I can’t honestly blame him if it’s not enough yet.
- • •
Mom and Dad head up to bed only about twenty minutes into Spectre. They lift a snoring Hailey off the chair and help her up the stairs too. Dad looks back over his shoulder at me, giving me a single half encouraging, half reminding-me-not-to-have-sex-on-the-couch look, and then disappears.
Then we’re alone, in the living room, with the strange blue glow of the television and a giant mostly untouched bowl of popcorn in front of us. At first we don’t move. We’re already holding hands under a throw blanket. I keep having these flashes of realization—I wonder if it happens to him, too—where I can’t actually believe he’s here, we’re back together, my parents are just hanging out with me and my boyfriend like it’s something we can do, no problem.
But that voice that’s been in my thoughts all day clears its throat, and I know I can’t put it off anymore.
“I need to tell you something,” I say.
He looks over at me. The left side of his face is glowy from the television, and combined with his sharp jaw, cheekbones, and mildly concerned expression, he looks a little like the Terminator. “Okay.”
“I messed up.” I take a deep breath. “After you broke up with me, I was a mess. I don’t actually remember a lot of the day. I know I drove around for a few hours, and then I went to Autumn’s. I was crying, and not thinking very clearly.”
I can tell he knows the minute I say this because he does this sharp inhale through his nose, like he’s saying, “Oh.”
Nodding, I let out a slow, remorseful, “Yeah.”
He nods, turning back to the TV.
“She’s okay. I’m okay. We talked about it, and obviously it’s weird, but she and I will get through it. I just . . . didn’t want to keep it from you.”
“Just to make sure I understand: You had sex with her?”
I pause, guilt and shame pressing down on my shoulders like a weight. “Yeah.”
His jaw tics. “But you don’t want to be with her?”
“Sebastian, if I wanted to be with Auddy, I’d be with Auddy. She’s my best friend, and I went to her because I was heartbroken. I realize this sounds completely insane, but we got into a weird comfort spiral that turned into sex.”
I think this makes him laugh in spite of himself. But he looks back at me. “This doesn’t feel great.”
“I know.”
He reaches up, absently rubbing his sternum with his fist. I lift his hand to kiss his knuckles.
“I know I messed up,” he says quietly. “I guess I can’t have the kind of reaction that I want to have.”
“You can. I get it. I would be losing my mind right now if the situation were reversed.”
“But you wouldn’t be able to tell me what to do after you break up with me.” Apparently, his calm demeanor wins out. I’m not sure whether I’m relieved, or wish he would show a small flash of jealous rage.
“I guess not.”
“But if we’re together, you’re with me, right?” he asks. “Even if I go away?”
Pulling back, I study him for a second. “I thought you couldn’t be in a relationship when you leave.”

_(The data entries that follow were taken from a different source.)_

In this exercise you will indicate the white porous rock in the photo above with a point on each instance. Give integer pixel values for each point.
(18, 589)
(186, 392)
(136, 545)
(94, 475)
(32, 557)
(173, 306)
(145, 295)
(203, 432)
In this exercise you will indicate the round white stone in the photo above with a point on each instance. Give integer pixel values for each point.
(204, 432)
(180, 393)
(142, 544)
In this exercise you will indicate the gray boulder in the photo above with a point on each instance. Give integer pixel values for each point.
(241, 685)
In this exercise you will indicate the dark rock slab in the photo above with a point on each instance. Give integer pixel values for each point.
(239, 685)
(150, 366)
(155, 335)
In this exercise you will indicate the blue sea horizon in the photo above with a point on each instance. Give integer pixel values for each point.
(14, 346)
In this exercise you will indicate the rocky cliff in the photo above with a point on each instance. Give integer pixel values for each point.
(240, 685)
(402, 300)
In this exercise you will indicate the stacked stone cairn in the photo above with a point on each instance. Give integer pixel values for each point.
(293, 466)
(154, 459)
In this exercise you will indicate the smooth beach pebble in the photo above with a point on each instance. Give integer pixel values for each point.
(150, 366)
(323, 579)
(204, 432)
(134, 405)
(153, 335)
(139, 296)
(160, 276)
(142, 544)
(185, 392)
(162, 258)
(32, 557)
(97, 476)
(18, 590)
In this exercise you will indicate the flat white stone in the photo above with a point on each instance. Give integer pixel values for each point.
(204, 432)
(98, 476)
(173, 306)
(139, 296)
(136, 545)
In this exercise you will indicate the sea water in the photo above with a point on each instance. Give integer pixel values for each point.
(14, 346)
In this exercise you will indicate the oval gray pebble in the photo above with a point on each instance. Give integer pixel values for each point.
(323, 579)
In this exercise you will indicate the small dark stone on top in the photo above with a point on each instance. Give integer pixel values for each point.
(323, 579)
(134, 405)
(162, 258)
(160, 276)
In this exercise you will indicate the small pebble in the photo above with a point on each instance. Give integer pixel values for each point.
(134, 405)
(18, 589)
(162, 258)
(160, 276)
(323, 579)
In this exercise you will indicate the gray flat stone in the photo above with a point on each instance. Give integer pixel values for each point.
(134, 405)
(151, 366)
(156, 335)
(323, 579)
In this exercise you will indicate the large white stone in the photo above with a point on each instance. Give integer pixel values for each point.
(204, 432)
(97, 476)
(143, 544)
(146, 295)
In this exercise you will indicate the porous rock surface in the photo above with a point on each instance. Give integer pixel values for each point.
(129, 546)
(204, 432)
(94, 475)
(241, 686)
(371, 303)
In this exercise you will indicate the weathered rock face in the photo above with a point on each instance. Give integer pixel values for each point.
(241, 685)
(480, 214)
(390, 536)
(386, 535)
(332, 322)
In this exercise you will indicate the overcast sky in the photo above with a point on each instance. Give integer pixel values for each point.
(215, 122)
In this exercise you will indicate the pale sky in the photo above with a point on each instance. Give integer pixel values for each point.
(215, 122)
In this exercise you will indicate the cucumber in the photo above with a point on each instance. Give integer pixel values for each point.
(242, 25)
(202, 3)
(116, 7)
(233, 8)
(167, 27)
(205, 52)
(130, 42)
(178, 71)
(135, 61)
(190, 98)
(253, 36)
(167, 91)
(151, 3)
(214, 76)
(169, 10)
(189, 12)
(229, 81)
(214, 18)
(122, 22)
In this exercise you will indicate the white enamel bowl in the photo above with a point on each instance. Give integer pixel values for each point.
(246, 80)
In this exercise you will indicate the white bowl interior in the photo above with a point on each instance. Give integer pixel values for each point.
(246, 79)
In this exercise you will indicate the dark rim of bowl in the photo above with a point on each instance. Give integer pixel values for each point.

He ducks his head. “I’m going to have to figure out what rules I follow and what rules I don’t.”
“While keeping everything about you a secret?”
Sebastian turns to me, pressing his face into my neck, and lets out a cute growl. “I don’t know yet.” His words come out muffled: “I love so many things about the church. Speaking to God feels like instinct, like it’s wired into me. I can’t imagine what I’d do if I left. It’s like standing in an open field and trying to point to the four walls. There’s just no framework to my life without the church.”
I wonder if he has to leave, if his choice is binary like that. “Maybe things are more relaxed in wards in other cities,” I say. “Like LA, for example.”
He laughs, and bares his teeth against my collarbone.
Things go wordless for a while.
I keep one ear open for the sound of footsteps on the stairs and the other open for the sounds Sebastian makes next to me.